News/Research
17 Aug, 2017

Summer Research Dispatches: Malika Imhotep at the International School for Decolonial Black Feminism

We were thrilled to offer six BCNM graduate students stipends to pursue their research over the summer of 2017. Below, Malika Imhotep shares how she studied "Batekoo" and decolonizing black feminism in Brazil.

“Ao reivindicarmos nossa diferença enquanto mulheres negras, enquanto amfricanas, saabemos bem o quento trazemos em nos as marcas da exploração econômica e da subordinação racial e sexual. Por isso mesmo, trazemos conosco a marca da libertação de todos e de todas. Portanto, nosso lema deve ser: organização já!” - Leila Gonzalez

Cachoiera, Bahia, Brazil taught me the importance of an emobodied research praxis. Lectures by Gina Dent, Angela Davis, and Ochy Curiel at the International School for Decolonial Black Feminism brought home the importance of a rigorous interrogation of institutional common sense.
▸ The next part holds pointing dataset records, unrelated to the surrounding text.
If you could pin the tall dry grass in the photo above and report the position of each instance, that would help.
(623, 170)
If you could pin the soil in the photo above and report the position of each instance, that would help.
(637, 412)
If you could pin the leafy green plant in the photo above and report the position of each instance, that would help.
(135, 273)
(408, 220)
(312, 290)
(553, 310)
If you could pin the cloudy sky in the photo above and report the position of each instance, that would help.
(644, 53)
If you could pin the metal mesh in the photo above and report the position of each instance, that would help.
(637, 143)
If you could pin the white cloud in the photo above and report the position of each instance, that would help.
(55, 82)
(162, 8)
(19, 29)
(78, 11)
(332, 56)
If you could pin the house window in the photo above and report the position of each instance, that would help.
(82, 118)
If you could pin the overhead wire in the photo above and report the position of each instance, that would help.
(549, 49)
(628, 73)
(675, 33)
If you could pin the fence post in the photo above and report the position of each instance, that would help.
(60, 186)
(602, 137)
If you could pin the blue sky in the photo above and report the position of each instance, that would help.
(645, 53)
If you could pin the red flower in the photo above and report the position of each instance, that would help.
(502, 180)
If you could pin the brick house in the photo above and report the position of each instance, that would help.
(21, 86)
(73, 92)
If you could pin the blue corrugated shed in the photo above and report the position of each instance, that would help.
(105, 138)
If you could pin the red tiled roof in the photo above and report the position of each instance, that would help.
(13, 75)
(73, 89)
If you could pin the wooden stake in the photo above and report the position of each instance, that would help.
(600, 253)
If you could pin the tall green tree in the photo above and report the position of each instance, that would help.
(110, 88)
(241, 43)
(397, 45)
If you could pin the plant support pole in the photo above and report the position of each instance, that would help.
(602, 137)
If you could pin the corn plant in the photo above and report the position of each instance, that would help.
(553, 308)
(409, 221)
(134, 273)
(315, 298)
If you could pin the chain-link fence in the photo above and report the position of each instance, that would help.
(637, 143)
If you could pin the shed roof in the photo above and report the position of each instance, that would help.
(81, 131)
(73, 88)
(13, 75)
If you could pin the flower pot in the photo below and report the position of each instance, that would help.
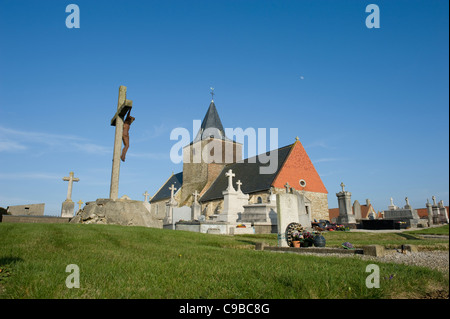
(319, 241)
(306, 244)
(296, 243)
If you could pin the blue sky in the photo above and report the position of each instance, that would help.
(370, 106)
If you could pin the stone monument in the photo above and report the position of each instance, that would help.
(290, 209)
(345, 207)
(233, 201)
(196, 208)
(68, 206)
(115, 210)
(443, 215)
(429, 212)
(168, 221)
(406, 214)
(123, 106)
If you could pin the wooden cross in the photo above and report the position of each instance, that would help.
(70, 179)
(230, 176)
(287, 186)
(239, 183)
(123, 106)
(172, 189)
(195, 196)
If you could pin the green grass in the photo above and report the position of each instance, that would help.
(138, 262)
(441, 230)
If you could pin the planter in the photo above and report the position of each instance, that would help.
(319, 241)
(295, 243)
(306, 244)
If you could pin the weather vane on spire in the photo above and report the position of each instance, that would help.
(212, 93)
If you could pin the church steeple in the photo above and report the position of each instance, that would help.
(211, 125)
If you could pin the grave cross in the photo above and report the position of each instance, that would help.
(287, 186)
(195, 196)
(172, 189)
(70, 179)
(230, 176)
(80, 202)
(239, 183)
(123, 106)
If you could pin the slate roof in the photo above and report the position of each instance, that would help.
(164, 192)
(249, 175)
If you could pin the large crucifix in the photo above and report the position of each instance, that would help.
(70, 179)
(123, 107)
(230, 176)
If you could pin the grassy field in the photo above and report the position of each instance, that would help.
(138, 262)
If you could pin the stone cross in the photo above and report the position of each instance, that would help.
(80, 202)
(123, 106)
(70, 179)
(172, 189)
(230, 176)
(239, 183)
(195, 196)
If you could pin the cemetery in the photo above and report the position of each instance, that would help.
(217, 235)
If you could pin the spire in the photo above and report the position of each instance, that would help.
(211, 125)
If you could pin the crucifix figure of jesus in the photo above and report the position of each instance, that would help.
(195, 194)
(172, 190)
(80, 202)
(239, 183)
(70, 179)
(123, 108)
(287, 186)
(230, 176)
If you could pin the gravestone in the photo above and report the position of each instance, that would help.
(68, 206)
(168, 221)
(443, 215)
(196, 208)
(233, 201)
(406, 214)
(429, 212)
(345, 207)
(290, 209)
(357, 209)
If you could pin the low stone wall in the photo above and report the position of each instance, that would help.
(34, 219)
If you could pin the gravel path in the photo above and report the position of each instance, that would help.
(432, 259)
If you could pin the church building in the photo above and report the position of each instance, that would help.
(204, 173)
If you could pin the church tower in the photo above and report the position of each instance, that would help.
(205, 157)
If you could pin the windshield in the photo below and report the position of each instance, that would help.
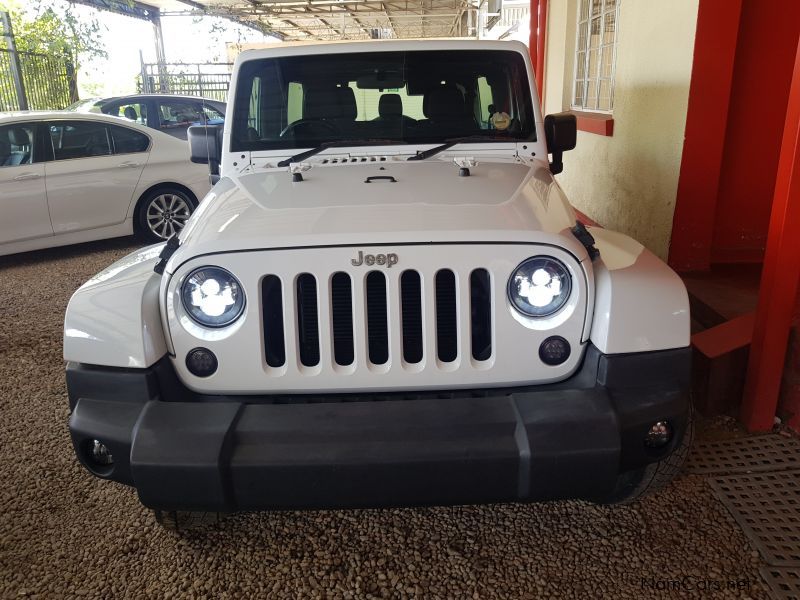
(416, 96)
I embarked on my journey to Brazil as a burgeoning black feminist scholar with ears, eyes, and heart open to the African/Black diaspora. In dialogue with sister-scholars, activist and elders in the area that received the largest percentage of enslaved African’s during the Trans-Atlantic Slave trade, my black feminist canon was broadened. One particularly salient offering was Leila Gonzalez’ theory of “amefricanidade.” Coined in the 1980s amefricanidade undoes colonial logics by thinking from within African and indigenous epistemologies of selfhood and resistance. In short, Gonzalez’ work is a testament to the fact that Transnational Black Feminism has always known diaspora studies to be a political project.

In the space of the lecture series I learned the importance of translation as radical tool for diasporic engagement. Gina Dent mentioned the necessity of learning a language in its idiom. Meaning, that diasporic consciousness and any effective decolonial work requires an intimacy of language. My interest in performance studies and new media led me to think of the idiom of the body and how that information is spread globally. The second to last night of my stay in Bahia I had the opportunity to dance in community. Watching and learning Afro-Brazilian social dance (that I had previously seen online via music videos) with my colleagues gifted me the insight needed to really comprehend “Batekoo” the viral party/queer afro-Brazilian social movement I had travel in search of. While I was unable to attend the exact party/movement due to scheduling conflicts, I garnered an understanding of why certain types of movement carried political implications in the Brazilian context. From Samba de Roda to Bonde das Marvavilhas, the percison of afro-brazilian social dance communicates a historical lineage of, marginalization, sexualization, resistance and cultural survivals. This paired with my introduction to a community of young afro-brazilian feminist using social media and film to advance an understanding a beleza negra (black beauty) left me with lots to think about and a knew site from which to explore my research questions about black femme performance aesthetics and erotic autonomy in slavery’s wake.